Antioxidants can also make life more pleasant for drinkers of alcohol. While too much alcohol has the unwanted effects of a hangover and potential liver damage, anti-alcohol antioxidants can act as a preventive. The thiamine in vitamin B1 is one, but they are better taken before drinking.

Drinking alcohol leads to the production of the toxic compounds acetaldehyde and malondialdehyde. Like most undesirable compounds in the body, these create free radical damage to cells throughout the body. Although antioxidants help prevent cell damage from alcohol, they do not stop the temporary mental impairment that alcohol induces. In addition, they may be relatively ineffective against the regular, high intakes of addicted alcoholics.

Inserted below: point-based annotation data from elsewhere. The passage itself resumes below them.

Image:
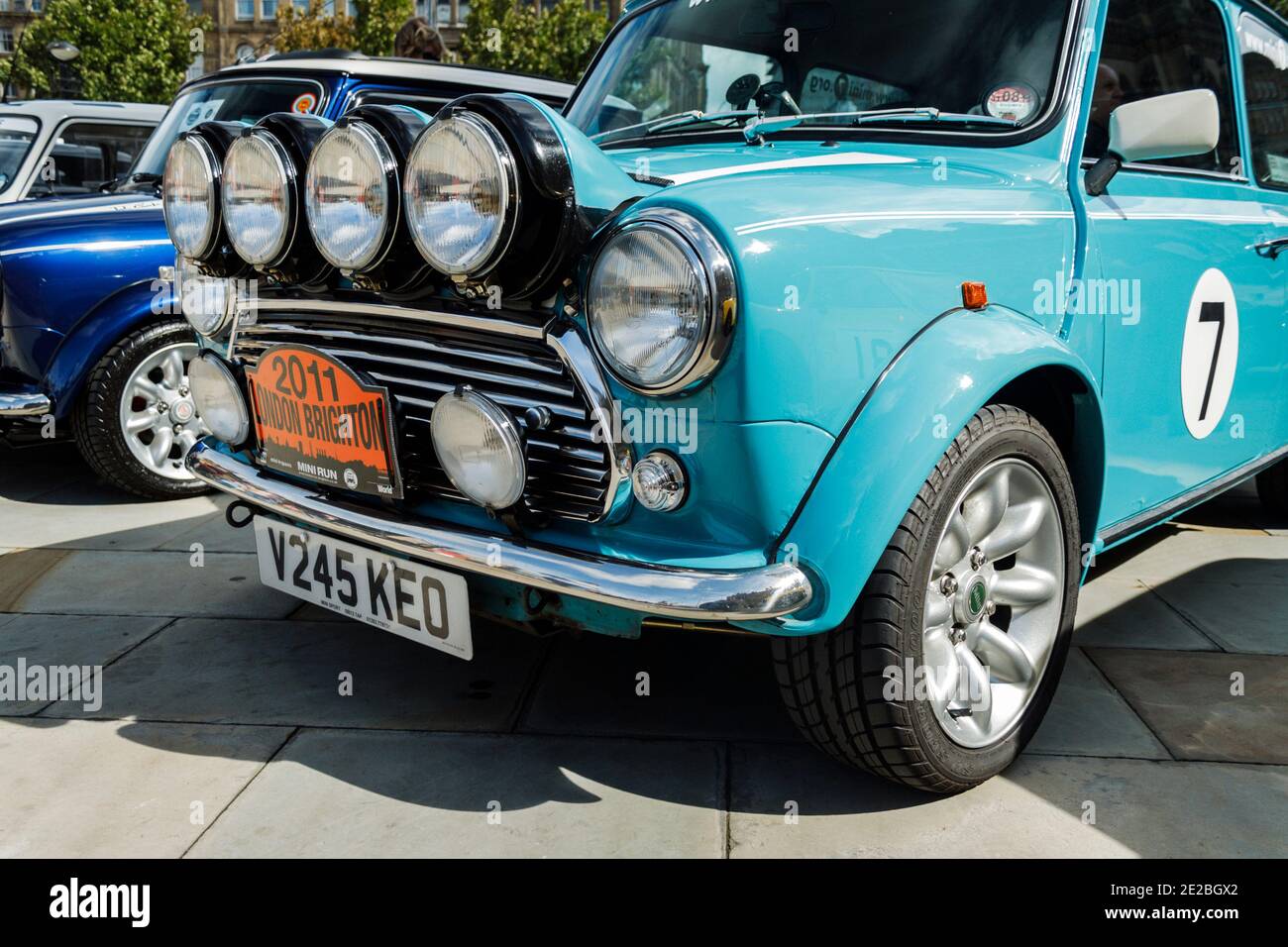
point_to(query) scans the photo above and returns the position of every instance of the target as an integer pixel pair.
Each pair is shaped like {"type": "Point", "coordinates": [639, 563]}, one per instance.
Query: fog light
{"type": "Point", "coordinates": [218, 398]}
{"type": "Point", "coordinates": [480, 447]}
{"type": "Point", "coordinates": [658, 482]}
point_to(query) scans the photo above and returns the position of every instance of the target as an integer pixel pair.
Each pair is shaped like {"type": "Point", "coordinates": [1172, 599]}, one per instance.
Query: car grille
{"type": "Point", "coordinates": [568, 471]}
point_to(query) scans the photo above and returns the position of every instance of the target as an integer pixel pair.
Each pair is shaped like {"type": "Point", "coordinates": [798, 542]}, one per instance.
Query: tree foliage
{"type": "Point", "coordinates": [559, 43]}
{"type": "Point", "coordinates": [372, 31]}
{"type": "Point", "coordinates": [130, 51]}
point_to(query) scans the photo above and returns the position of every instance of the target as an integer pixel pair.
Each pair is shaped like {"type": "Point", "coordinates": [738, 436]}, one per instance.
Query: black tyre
{"type": "Point", "coordinates": [1273, 489]}
{"type": "Point", "coordinates": [848, 689]}
{"type": "Point", "coordinates": [136, 418]}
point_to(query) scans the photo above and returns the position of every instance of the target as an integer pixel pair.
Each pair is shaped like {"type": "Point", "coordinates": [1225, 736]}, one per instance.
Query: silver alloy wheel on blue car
{"type": "Point", "coordinates": [136, 419]}
{"type": "Point", "coordinates": [159, 419]}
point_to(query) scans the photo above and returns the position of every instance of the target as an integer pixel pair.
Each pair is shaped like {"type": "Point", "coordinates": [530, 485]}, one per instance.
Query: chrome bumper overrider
{"type": "Point", "coordinates": [769, 591]}
{"type": "Point", "coordinates": [25, 405]}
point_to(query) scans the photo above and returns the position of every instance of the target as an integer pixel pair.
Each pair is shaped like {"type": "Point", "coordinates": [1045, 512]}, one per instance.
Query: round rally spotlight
{"type": "Point", "coordinates": [191, 206]}
{"type": "Point", "coordinates": [462, 195]}
{"type": "Point", "coordinates": [480, 447]}
{"type": "Point", "coordinates": [351, 195]}
{"type": "Point", "coordinates": [218, 398]}
{"type": "Point", "coordinates": [257, 197]}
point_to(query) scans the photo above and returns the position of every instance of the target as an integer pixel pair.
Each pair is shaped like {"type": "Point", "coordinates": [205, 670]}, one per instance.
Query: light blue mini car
{"type": "Point", "coordinates": [859, 325]}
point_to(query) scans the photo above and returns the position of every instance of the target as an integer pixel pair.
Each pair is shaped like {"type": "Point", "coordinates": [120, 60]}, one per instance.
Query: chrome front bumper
{"type": "Point", "coordinates": [25, 405]}
{"type": "Point", "coordinates": [769, 591]}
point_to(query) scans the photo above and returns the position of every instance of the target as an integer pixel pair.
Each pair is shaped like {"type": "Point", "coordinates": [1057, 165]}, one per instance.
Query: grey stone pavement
{"type": "Point", "coordinates": [223, 732]}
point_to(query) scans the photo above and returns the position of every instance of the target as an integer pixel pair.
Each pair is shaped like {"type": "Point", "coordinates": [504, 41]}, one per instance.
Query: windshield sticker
{"type": "Point", "coordinates": [1014, 101]}
{"type": "Point", "coordinates": [829, 90]}
{"type": "Point", "coordinates": [200, 112]}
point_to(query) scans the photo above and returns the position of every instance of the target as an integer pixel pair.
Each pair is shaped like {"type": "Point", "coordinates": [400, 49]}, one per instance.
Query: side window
{"type": "Point", "coordinates": [1159, 47]}
{"type": "Point", "coordinates": [1265, 76]}
{"type": "Point", "coordinates": [88, 155]}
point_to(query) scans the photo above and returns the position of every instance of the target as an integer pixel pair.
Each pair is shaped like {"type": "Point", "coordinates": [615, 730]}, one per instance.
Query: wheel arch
{"type": "Point", "coordinates": [116, 316]}
{"type": "Point", "coordinates": [962, 361]}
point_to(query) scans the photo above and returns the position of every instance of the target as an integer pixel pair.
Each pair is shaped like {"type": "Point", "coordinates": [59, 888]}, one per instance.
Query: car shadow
{"type": "Point", "coordinates": [575, 718]}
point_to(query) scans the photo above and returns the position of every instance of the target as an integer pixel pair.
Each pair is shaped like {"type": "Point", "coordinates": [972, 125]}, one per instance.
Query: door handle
{"type": "Point", "coordinates": [1271, 249]}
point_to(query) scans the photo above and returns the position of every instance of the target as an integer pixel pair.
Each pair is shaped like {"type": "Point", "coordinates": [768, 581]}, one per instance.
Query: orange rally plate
{"type": "Point", "coordinates": [314, 418]}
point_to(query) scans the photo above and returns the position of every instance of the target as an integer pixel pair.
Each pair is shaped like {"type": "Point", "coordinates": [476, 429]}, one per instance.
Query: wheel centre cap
{"type": "Point", "coordinates": [181, 411]}
{"type": "Point", "coordinates": [974, 598]}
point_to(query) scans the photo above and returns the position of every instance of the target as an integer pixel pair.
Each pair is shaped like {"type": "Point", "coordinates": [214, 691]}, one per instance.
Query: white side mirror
{"type": "Point", "coordinates": [1177, 125]}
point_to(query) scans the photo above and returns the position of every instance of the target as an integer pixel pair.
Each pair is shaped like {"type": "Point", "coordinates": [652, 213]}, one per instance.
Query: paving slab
{"type": "Point", "coordinates": [88, 515]}
{"type": "Point", "coordinates": [1035, 809]}
{"type": "Point", "coordinates": [1126, 613]}
{"type": "Point", "coordinates": [30, 472]}
{"type": "Point", "coordinates": [1089, 718]}
{"type": "Point", "coordinates": [1186, 701]}
{"type": "Point", "coordinates": [47, 641]}
{"type": "Point", "coordinates": [80, 789]}
{"type": "Point", "coordinates": [361, 793]}
{"type": "Point", "coordinates": [290, 673]}
{"type": "Point", "coordinates": [65, 581]}
{"type": "Point", "coordinates": [699, 686]}
{"type": "Point", "coordinates": [1249, 618]}
{"type": "Point", "coordinates": [1198, 556]}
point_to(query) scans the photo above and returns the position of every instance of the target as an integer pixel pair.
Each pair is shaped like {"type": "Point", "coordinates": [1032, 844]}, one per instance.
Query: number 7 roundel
{"type": "Point", "coordinates": [1211, 354]}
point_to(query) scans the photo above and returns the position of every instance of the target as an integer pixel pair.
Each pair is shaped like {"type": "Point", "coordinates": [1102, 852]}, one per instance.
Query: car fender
{"type": "Point", "coordinates": [922, 399]}
{"type": "Point", "coordinates": [115, 317]}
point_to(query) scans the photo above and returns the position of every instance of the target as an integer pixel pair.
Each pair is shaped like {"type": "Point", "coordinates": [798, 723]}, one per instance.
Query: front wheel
{"type": "Point", "coordinates": [137, 420]}
{"type": "Point", "coordinates": [948, 661]}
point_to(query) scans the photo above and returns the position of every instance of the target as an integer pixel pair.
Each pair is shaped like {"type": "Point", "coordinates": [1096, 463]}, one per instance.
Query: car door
{"type": "Point", "coordinates": [85, 155]}
{"type": "Point", "coordinates": [1263, 48]}
{"type": "Point", "coordinates": [1192, 377]}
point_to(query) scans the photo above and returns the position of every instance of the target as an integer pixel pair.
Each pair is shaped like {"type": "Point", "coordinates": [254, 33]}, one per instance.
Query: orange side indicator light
{"type": "Point", "coordinates": [974, 295]}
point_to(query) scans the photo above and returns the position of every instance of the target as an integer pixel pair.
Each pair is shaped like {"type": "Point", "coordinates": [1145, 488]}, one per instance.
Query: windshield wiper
{"type": "Point", "coordinates": [668, 123]}
{"type": "Point", "coordinates": [756, 129]}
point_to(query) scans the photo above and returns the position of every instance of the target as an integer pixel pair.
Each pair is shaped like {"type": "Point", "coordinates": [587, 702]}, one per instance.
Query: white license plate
{"type": "Point", "coordinates": [420, 603]}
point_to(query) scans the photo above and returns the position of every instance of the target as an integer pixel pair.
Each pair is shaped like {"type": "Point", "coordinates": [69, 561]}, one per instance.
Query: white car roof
{"type": "Point", "coordinates": [390, 67]}
{"type": "Point", "coordinates": [56, 110]}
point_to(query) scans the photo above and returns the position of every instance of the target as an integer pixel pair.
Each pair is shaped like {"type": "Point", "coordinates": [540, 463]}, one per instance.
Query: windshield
{"type": "Point", "coordinates": [991, 58]}
{"type": "Point", "coordinates": [17, 133]}
{"type": "Point", "coordinates": [245, 102]}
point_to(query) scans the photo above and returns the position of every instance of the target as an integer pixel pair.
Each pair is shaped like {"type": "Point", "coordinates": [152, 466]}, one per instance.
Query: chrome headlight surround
{"type": "Point", "coordinates": [386, 170]}
{"type": "Point", "coordinates": [482, 133]}
{"type": "Point", "coordinates": [282, 184]}
{"type": "Point", "coordinates": [713, 274]}
{"type": "Point", "coordinates": [192, 147]}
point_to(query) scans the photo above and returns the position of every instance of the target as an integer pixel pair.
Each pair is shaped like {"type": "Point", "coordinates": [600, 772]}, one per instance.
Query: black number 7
{"type": "Point", "coordinates": [1212, 312]}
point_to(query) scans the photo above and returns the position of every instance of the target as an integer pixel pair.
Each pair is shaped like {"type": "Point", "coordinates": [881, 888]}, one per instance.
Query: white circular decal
{"type": "Point", "coordinates": [1211, 354]}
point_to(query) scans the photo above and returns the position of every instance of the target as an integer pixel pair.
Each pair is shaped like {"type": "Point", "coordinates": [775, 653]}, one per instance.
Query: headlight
{"type": "Point", "coordinates": [661, 303]}
{"type": "Point", "coordinates": [204, 298]}
{"type": "Point", "coordinates": [349, 192]}
{"type": "Point", "coordinates": [257, 195]}
{"type": "Point", "coordinates": [191, 209]}
{"type": "Point", "coordinates": [218, 398]}
{"type": "Point", "coordinates": [460, 195]}
{"type": "Point", "coordinates": [480, 447]}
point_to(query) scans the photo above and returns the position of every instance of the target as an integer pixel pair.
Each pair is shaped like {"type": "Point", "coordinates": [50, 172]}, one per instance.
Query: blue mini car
{"type": "Point", "coordinates": [91, 343]}
{"type": "Point", "coordinates": [863, 326]}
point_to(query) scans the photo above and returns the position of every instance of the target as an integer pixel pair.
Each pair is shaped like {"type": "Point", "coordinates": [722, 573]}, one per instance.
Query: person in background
{"type": "Point", "coordinates": [416, 39]}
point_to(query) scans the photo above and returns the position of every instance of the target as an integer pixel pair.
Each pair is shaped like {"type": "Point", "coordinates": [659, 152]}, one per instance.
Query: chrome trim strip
{"type": "Point", "coordinates": [1170, 509]}
{"type": "Point", "coordinates": [25, 405]}
{"type": "Point", "coordinates": [769, 591]}
{"type": "Point", "coordinates": [482, 324]}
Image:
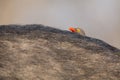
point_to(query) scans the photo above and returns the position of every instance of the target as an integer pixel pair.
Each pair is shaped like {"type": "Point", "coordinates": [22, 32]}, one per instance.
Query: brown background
{"type": "Point", "coordinates": [99, 18]}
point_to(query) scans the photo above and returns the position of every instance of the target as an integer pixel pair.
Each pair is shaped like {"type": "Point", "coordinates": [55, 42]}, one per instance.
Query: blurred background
{"type": "Point", "coordinates": [99, 18]}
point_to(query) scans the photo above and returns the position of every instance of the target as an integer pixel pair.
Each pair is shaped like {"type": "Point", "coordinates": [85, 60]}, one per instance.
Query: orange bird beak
{"type": "Point", "coordinates": [72, 29]}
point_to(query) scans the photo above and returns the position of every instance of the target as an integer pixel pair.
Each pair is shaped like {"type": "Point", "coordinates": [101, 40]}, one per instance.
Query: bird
{"type": "Point", "coordinates": [77, 30]}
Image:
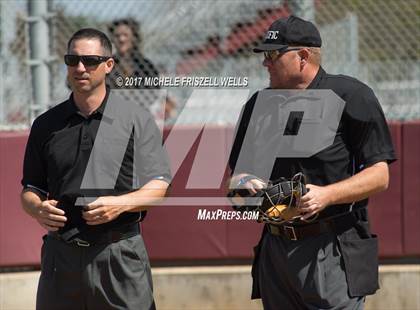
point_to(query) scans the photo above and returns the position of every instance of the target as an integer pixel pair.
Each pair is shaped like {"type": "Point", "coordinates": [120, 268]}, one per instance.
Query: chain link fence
{"type": "Point", "coordinates": [376, 41]}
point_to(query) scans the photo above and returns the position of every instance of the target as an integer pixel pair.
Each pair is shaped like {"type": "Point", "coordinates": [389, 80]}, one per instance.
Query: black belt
{"type": "Point", "coordinates": [101, 237]}
{"type": "Point", "coordinates": [294, 232]}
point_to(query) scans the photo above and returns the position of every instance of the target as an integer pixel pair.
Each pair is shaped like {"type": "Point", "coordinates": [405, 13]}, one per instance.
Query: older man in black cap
{"type": "Point", "coordinates": [330, 262]}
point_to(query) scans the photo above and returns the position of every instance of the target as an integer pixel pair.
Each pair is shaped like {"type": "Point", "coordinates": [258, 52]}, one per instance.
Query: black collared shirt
{"type": "Point", "coordinates": [362, 138]}
{"type": "Point", "coordinates": [60, 145]}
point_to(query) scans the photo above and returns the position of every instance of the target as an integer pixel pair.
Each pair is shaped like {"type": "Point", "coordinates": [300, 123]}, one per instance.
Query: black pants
{"type": "Point", "coordinates": [110, 276]}
{"type": "Point", "coordinates": [303, 274]}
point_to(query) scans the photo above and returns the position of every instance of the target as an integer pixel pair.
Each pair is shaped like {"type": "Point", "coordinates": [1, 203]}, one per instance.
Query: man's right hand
{"type": "Point", "coordinates": [50, 217]}
{"type": "Point", "coordinates": [253, 185]}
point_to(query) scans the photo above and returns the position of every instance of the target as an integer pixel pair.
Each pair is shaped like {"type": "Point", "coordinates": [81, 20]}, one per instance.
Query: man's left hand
{"type": "Point", "coordinates": [102, 210]}
{"type": "Point", "coordinates": [314, 201]}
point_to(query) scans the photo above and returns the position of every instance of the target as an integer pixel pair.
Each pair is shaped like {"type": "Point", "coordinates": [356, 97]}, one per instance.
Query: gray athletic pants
{"type": "Point", "coordinates": [99, 277]}
{"type": "Point", "coordinates": [303, 274]}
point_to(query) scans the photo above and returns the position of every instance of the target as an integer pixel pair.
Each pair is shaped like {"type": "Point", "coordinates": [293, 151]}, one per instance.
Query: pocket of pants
{"type": "Point", "coordinates": [361, 264]}
{"type": "Point", "coordinates": [254, 272]}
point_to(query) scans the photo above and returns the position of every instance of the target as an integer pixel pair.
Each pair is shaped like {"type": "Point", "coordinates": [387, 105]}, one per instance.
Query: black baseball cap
{"type": "Point", "coordinates": [287, 31]}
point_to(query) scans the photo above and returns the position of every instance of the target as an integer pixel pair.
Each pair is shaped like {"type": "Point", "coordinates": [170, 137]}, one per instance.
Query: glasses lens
{"type": "Point", "coordinates": [271, 55]}
{"type": "Point", "coordinates": [91, 60]}
{"type": "Point", "coordinates": [71, 60]}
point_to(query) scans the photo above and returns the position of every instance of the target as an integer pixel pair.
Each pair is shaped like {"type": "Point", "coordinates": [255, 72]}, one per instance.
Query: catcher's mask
{"type": "Point", "coordinates": [280, 200]}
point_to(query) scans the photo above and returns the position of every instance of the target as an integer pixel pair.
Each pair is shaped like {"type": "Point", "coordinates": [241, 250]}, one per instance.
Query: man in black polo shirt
{"type": "Point", "coordinates": [93, 165]}
{"type": "Point", "coordinates": [329, 262]}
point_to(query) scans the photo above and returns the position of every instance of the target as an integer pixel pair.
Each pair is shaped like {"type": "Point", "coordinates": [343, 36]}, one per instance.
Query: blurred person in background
{"type": "Point", "coordinates": [93, 256]}
{"type": "Point", "coordinates": [130, 62]}
{"type": "Point", "coordinates": [327, 257]}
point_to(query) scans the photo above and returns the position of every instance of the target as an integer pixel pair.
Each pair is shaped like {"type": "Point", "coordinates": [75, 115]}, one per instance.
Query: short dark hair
{"type": "Point", "coordinates": [91, 33]}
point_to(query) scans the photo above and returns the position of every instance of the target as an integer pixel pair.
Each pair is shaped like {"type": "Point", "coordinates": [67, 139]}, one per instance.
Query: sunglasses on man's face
{"type": "Point", "coordinates": [273, 55]}
{"type": "Point", "coordinates": [87, 60]}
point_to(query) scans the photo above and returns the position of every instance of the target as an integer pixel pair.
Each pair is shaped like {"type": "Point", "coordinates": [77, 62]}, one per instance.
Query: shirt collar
{"type": "Point", "coordinates": [318, 77]}
{"type": "Point", "coordinates": [71, 108]}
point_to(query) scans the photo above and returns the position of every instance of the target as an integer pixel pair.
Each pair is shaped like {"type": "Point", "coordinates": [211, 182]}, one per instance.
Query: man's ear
{"type": "Point", "coordinates": [109, 65]}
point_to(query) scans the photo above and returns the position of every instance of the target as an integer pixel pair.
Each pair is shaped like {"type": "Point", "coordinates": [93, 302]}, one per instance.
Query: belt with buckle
{"type": "Point", "coordinates": [100, 238]}
{"type": "Point", "coordinates": [300, 232]}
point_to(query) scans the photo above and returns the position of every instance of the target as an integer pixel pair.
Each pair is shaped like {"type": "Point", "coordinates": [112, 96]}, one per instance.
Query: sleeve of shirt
{"type": "Point", "coordinates": [152, 161]}
{"type": "Point", "coordinates": [34, 166]}
{"type": "Point", "coordinates": [240, 164]}
{"type": "Point", "coordinates": [367, 129]}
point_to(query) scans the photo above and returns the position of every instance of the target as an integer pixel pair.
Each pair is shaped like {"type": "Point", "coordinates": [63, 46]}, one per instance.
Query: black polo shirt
{"type": "Point", "coordinates": [60, 145]}
{"type": "Point", "coordinates": [362, 138]}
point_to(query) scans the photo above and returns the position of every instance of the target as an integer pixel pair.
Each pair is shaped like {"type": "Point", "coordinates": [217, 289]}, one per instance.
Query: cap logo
{"type": "Point", "coordinates": [272, 35]}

All tissues and body fluids contain antioxidants which afford protection against damage mediated by endogenously generated, highly reactive free radicals. Within the cells, this protection is primarily derived from antioxidant enzymes such as superoxide dismutase and glutathione peroxidase.

Most extracellular antioxidant capacity comes from low molecular weight scavenging antioxidants. Many of these are dietary components such as ascorbic acid, alpha-tocopherol and beta-carotene, or are derived from dietary components such as uric acid, non-protein thiols and glutathione. Major plasma proteins such as albumin also have antioxidant activity by virtue of their high sulphydryl content.

There is much research still needed into antioxidants to formalise the empirical information that has been recorded. Antioxidants in saliva, for example, are less well studied or understood than those present in plasma and other body fluids but they contribute significantly to oral health. But if food scientists drink tea while researching antioxidants, they will be helping both themselves and mankind.